Hostess selected Voortman to open up access to a previously untapped market segment, just like each of its earlier major acquisitions. Voortman currently makes three lines of crème wafers, with a fourth in development, and seven lines of sugar-free cookies. Healthier cookies and snacks represent virgin territory for Hostess, which up to this point has successfully bucked the healthy-eating trend with its inventively varied Twinkies and other tasty but less-than-nutritious foods.

According to Hostess, the Voortman purchase offers multiple benefits to its acquirer and should soon have a strongly positive impact on the bottom line:

  • The brand has enjoyed approximately 5% sales CAGR (compound annual growth rate) for the past 3 years.

  • 74% of Voortman's sales already occur in the USA, giving it a significant, established presence in Hostess' home market.

  • Hostess' existing infrastructure, distribution, and marketing channels can be used to greatly increase Voortman's American market penetration.

  • The company should realize up to $15 million in annual cost synergies within 18 months.

  • The deal should boost 2020 adjusted EBITDA by $20 million.

  • $40 million to $50 million in annual adjusted EBITDA gains are expected by 2022.

Can Hostess turn sugar-free cookies into stock market value?

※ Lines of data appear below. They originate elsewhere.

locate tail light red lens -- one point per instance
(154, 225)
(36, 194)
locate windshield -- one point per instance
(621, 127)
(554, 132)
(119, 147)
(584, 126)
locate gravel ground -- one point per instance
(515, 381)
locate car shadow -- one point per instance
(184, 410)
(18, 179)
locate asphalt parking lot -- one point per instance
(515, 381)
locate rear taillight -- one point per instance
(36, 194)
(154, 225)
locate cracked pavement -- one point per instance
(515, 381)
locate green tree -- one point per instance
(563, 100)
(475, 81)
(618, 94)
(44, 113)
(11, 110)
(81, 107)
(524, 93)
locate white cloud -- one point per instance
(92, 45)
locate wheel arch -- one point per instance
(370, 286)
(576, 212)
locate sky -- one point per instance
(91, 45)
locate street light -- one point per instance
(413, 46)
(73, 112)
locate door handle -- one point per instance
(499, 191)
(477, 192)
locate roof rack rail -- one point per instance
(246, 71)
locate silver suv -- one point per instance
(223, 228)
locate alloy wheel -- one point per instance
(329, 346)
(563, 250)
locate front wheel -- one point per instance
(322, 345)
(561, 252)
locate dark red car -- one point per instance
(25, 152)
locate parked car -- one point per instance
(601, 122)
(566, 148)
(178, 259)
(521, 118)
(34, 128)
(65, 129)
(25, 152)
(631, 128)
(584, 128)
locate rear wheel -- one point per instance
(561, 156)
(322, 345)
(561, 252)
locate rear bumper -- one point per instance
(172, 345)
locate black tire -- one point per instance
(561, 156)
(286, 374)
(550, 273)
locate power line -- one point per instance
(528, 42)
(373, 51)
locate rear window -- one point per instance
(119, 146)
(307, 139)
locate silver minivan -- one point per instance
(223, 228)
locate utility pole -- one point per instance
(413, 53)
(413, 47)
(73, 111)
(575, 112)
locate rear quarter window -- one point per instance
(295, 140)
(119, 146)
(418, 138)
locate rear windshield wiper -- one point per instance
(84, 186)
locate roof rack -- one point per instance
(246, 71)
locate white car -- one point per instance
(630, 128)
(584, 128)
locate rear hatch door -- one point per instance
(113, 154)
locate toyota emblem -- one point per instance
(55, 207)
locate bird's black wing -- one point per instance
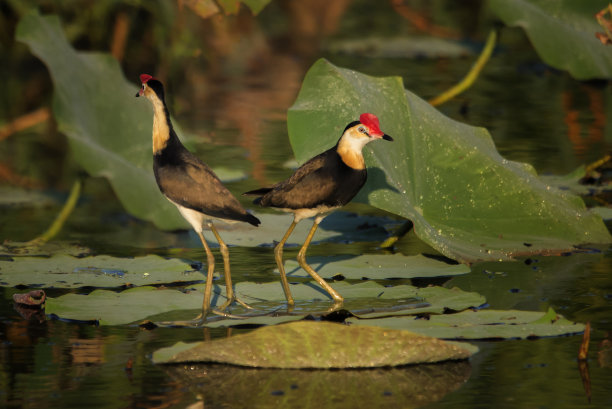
(322, 181)
(194, 185)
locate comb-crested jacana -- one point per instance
(192, 187)
(326, 182)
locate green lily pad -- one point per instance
(64, 271)
(554, 27)
(464, 199)
(375, 266)
(309, 344)
(482, 324)
(137, 304)
(108, 130)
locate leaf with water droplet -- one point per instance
(469, 197)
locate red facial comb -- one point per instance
(145, 77)
(371, 121)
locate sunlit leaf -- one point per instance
(405, 387)
(554, 27)
(375, 266)
(465, 200)
(136, 304)
(64, 271)
(482, 324)
(109, 130)
(310, 344)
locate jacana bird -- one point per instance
(192, 187)
(324, 183)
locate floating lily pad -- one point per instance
(554, 27)
(137, 304)
(482, 324)
(64, 271)
(309, 344)
(376, 266)
(46, 249)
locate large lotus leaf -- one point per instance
(136, 304)
(311, 344)
(65, 271)
(108, 130)
(554, 27)
(406, 387)
(375, 266)
(465, 200)
(482, 324)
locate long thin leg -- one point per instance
(278, 256)
(210, 259)
(302, 260)
(229, 290)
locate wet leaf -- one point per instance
(108, 129)
(310, 344)
(404, 387)
(557, 26)
(464, 199)
(482, 324)
(64, 271)
(375, 266)
(137, 304)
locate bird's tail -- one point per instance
(258, 192)
(261, 191)
(249, 218)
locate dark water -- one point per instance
(236, 108)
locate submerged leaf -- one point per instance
(482, 324)
(464, 199)
(310, 344)
(107, 128)
(375, 266)
(137, 304)
(64, 271)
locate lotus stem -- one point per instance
(61, 218)
(471, 76)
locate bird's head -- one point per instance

While Hostess is taking on around $140 million of debt, temporarily boosting its net leverage to approximately 4.5x, the company guides reduction of this leverage to 4.0x by the end of 2020.  Of more interest to Fools investing in food stocks, though, is the question of whether Hostess' share value is currently at its maximum, or whether the new acquisition might help boost its price to a higher level long-term. Some analysts, such as Morningstar Research, expect the stock's fair value to rise to almost $18 per share as a direct result of the acquisition. Others believe it's overvalued.

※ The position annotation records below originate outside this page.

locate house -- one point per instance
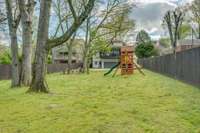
(60, 53)
(107, 60)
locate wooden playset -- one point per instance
(126, 63)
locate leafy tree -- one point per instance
(13, 18)
(184, 30)
(143, 37)
(5, 58)
(145, 50)
(165, 42)
(44, 43)
(26, 8)
(174, 20)
(110, 24)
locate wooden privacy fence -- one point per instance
(185, 66)
(5, 70)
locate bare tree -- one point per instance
(26, 8)
(44, 44)
(195, 7)
(13, 18)
(173, 20)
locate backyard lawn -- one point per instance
(97, 104)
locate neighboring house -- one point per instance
(187, 44)
(60, 53)
(182, 45)
(107, 60)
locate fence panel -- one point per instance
(185, 66)
(5, 70)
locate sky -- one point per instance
(148, 15)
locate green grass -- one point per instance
(97, 104)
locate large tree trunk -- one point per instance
(13, 22)
(39, 70)
(69, 58)
(199, 31)
(15, 59)
(26, 12)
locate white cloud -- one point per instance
(169, 2)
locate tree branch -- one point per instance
(60, 40)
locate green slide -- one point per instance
(112, 69)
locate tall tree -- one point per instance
(143, 37)
(26, 8)
(105, 26)
(2, 17)
(44, 44)
(174, 20)
(195, 7)
(13, 18)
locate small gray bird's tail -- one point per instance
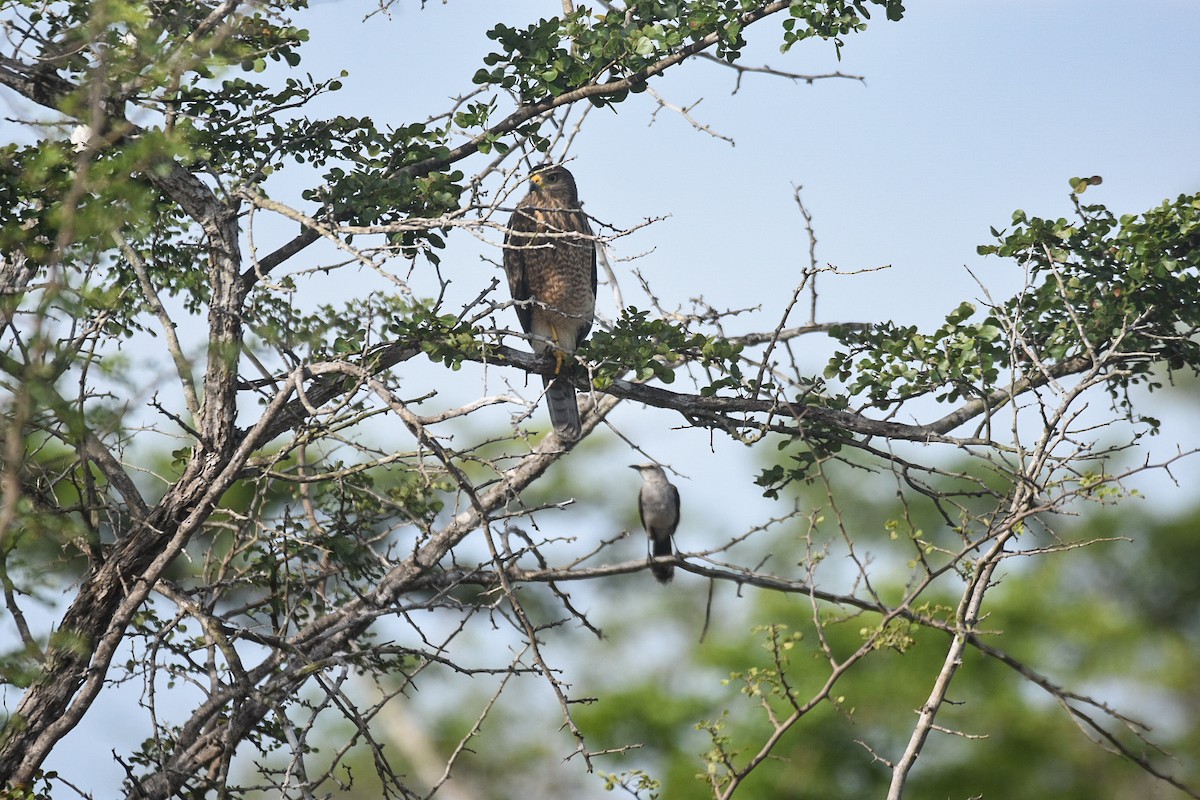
(564, 410)
(661, 572)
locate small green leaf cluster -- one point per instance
(442, 337)
(561, 54)
(832, 19)
(654, 348)
(891, 364)
(817, 445)
(633, 782)
(1128, 284)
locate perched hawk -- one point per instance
(551, 260)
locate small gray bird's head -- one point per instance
(556, 186)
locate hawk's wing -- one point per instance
(516, 252)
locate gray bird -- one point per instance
(550, 258)
(658, 505)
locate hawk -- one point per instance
(550, 257)
(658, 505)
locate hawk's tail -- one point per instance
(564, 410)
(661, 572)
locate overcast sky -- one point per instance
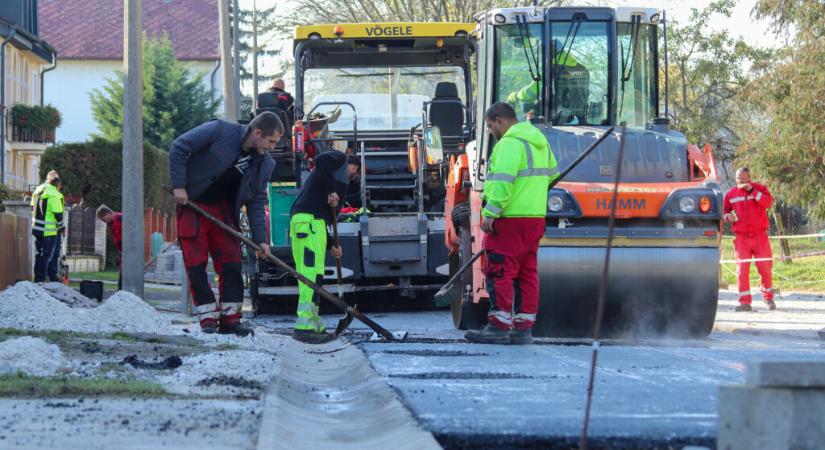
(739, 24)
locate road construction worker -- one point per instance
(279, 101)
(572, 89)
(324, 190)
(114, 221)
(47, 226)
(746, 208)
(515, 205)
(221, 166)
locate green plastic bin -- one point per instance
(281, 197)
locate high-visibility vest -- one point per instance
(521, 169)
(47, 215)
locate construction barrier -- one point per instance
(15, 256)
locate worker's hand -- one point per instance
(488, 224)
(265, 251)
(181, 197)
(332, 199)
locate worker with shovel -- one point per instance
(221, 166)
(515, 195)
(321, 197)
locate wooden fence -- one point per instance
(15, 259)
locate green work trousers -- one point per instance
(308, 237)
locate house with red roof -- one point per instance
(88, 36)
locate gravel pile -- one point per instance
(68, 296)
(30, 307)
(31, 356)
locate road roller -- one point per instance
(575, 72)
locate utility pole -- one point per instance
(254, 53)
(236, 51)
(133, 149)
(230, 101)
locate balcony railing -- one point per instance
(18, 134)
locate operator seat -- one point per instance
(447, 113)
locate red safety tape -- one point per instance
(797, 256)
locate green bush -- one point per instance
(35, 118)
(92, 171)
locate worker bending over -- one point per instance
(323, 192)
(746, 207)
(515, 195)
(221, 166)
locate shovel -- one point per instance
(381, 331)
(347, 319)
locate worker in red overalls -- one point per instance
(746, 208)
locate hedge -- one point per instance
(93, 171)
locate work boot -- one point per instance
(489, 335)
(236, 328)
(209, 326)
(521, 337)
(312, 337)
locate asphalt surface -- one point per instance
(660, 393)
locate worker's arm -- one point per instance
(728, 207)
(197, 139)
(762, 195)
(56, 206)
(498, 187)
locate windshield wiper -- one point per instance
(627, 70)
(531, 57)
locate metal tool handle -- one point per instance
(461, 270)
(285, 267)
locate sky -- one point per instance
(740, 23)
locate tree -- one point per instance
(786, 139)
(707, 71)
(257, 39)
(174, 99)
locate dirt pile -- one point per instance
(68, 296)
(29, 306)
(31, 356)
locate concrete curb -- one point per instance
(328, 396)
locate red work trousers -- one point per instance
(511, 272)
(199, 239)
(753, 245)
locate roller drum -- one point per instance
(652, 292)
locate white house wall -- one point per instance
(68, 88)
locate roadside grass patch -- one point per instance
(43, 387)
(803, 274)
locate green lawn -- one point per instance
(42, 387)
(803, 274)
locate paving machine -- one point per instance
(366, 89)
(575, 72)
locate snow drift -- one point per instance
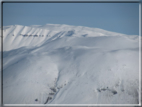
(62, 64)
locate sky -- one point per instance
(116, 17)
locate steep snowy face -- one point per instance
(62, 64)
(17, 36)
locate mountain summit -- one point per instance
(62, 64)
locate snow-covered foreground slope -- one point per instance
(61, 64)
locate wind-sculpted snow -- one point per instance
(65, 64)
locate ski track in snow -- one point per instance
(65, 64)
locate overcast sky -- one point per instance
(116, 17)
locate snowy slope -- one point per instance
(62, 64)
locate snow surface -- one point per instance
(62, 64)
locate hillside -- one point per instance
(62, 64)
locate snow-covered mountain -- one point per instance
(62, 64)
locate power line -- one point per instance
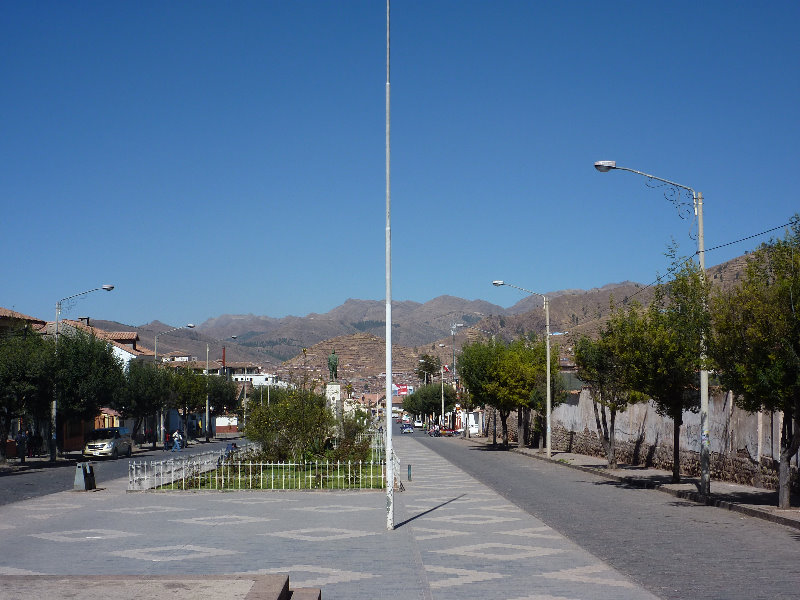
(683, 259)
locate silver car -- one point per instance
(109, 441)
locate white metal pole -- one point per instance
(442, 376)
(388, 409)
(705, 434)
(208, 431)
(54, 406)
(548, 408)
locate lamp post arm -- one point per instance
(667, 181)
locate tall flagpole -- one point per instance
(388, 404)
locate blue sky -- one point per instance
(210, 158)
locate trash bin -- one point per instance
(84, 477)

The company's current share price is approximately $13, while it has a P/E ratio of roughly 26.5. Comparing this to competitors who also make cookies and snacks, Nestle (OTC:NSRGY) has a 41 P/E ratio, Kellogg Company's (NYSE:K) is around 23, and Mondelez International's (NASDAQ:MDLZ) P/E ratio stands at approximately 21. While P/E ratios vary considerably between food industry companies, Hostess' appears to be at the lower end of average, suggesting it is not overvalued and may be slightly undervalued even before considering growth caused by the Voortman acquisition.

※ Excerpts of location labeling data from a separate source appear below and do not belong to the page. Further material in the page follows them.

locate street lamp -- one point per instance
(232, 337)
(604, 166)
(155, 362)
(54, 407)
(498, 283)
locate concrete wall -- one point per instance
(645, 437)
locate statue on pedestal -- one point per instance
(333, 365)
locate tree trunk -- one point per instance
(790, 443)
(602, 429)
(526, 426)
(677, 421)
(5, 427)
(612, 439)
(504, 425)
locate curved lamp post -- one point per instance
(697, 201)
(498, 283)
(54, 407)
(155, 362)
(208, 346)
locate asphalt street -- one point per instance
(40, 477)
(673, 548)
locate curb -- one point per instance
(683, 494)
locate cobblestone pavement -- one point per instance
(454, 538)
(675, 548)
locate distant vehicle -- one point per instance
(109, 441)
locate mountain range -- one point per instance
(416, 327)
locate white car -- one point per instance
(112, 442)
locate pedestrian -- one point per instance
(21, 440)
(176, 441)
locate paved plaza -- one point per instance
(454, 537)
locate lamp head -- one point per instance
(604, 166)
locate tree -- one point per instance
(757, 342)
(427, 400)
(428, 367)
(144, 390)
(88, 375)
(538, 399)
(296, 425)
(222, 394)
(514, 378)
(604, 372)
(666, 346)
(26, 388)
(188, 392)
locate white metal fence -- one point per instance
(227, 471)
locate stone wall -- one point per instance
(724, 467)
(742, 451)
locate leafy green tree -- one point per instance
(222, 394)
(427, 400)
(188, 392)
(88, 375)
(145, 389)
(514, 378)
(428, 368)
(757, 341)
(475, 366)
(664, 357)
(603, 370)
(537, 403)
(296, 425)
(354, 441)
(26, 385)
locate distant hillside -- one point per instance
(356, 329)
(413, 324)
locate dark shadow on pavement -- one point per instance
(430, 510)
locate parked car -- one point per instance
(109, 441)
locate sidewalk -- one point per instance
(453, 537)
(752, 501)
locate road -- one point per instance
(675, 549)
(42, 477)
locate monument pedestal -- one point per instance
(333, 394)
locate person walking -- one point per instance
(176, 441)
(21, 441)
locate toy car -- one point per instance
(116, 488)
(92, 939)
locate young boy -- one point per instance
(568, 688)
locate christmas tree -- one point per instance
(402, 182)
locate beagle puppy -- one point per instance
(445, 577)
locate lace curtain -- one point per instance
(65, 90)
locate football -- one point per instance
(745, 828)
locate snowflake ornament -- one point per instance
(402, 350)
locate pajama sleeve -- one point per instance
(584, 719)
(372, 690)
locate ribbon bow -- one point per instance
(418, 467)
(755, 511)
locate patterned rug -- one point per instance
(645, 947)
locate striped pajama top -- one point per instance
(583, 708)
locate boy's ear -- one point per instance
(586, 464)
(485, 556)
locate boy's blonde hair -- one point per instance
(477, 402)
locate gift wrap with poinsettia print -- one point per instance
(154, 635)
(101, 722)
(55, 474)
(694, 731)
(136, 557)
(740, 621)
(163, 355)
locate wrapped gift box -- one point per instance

Voortman's looks like a good deal for Hostess in several significant ways. It has little overlap with Hostess' existing brands, introducing almost no redundancy into the product line. Market research suggests that the overall worldwide cookie market will grow at 5.3% CAGR through 2025. Some reports forecast even faster growth for the reduced sugar and sugar-free market, with a scorching 9% CAGR for this food category through 2025 -- though this includes all reduced sugar foods, not just cookies.

Voortman's 3-year sales growth is in step with predicted cookie market growth, showing that it's well-attuned to its target consumers and is manufacturing a saleable, leading quality product. Hostess is already delivering robust results according to its most recent quarterly report and the Hostess Q3 2019 earnings call, a trend the Voortman acquisition will likely amplify. 

There is probably real potential Hostess can leverage Voortman's cookie sales success into higher company value, and has a realistic (though not ironclad) chance to boost its stock value to the forecast $17 to $18 range within the next one to two years.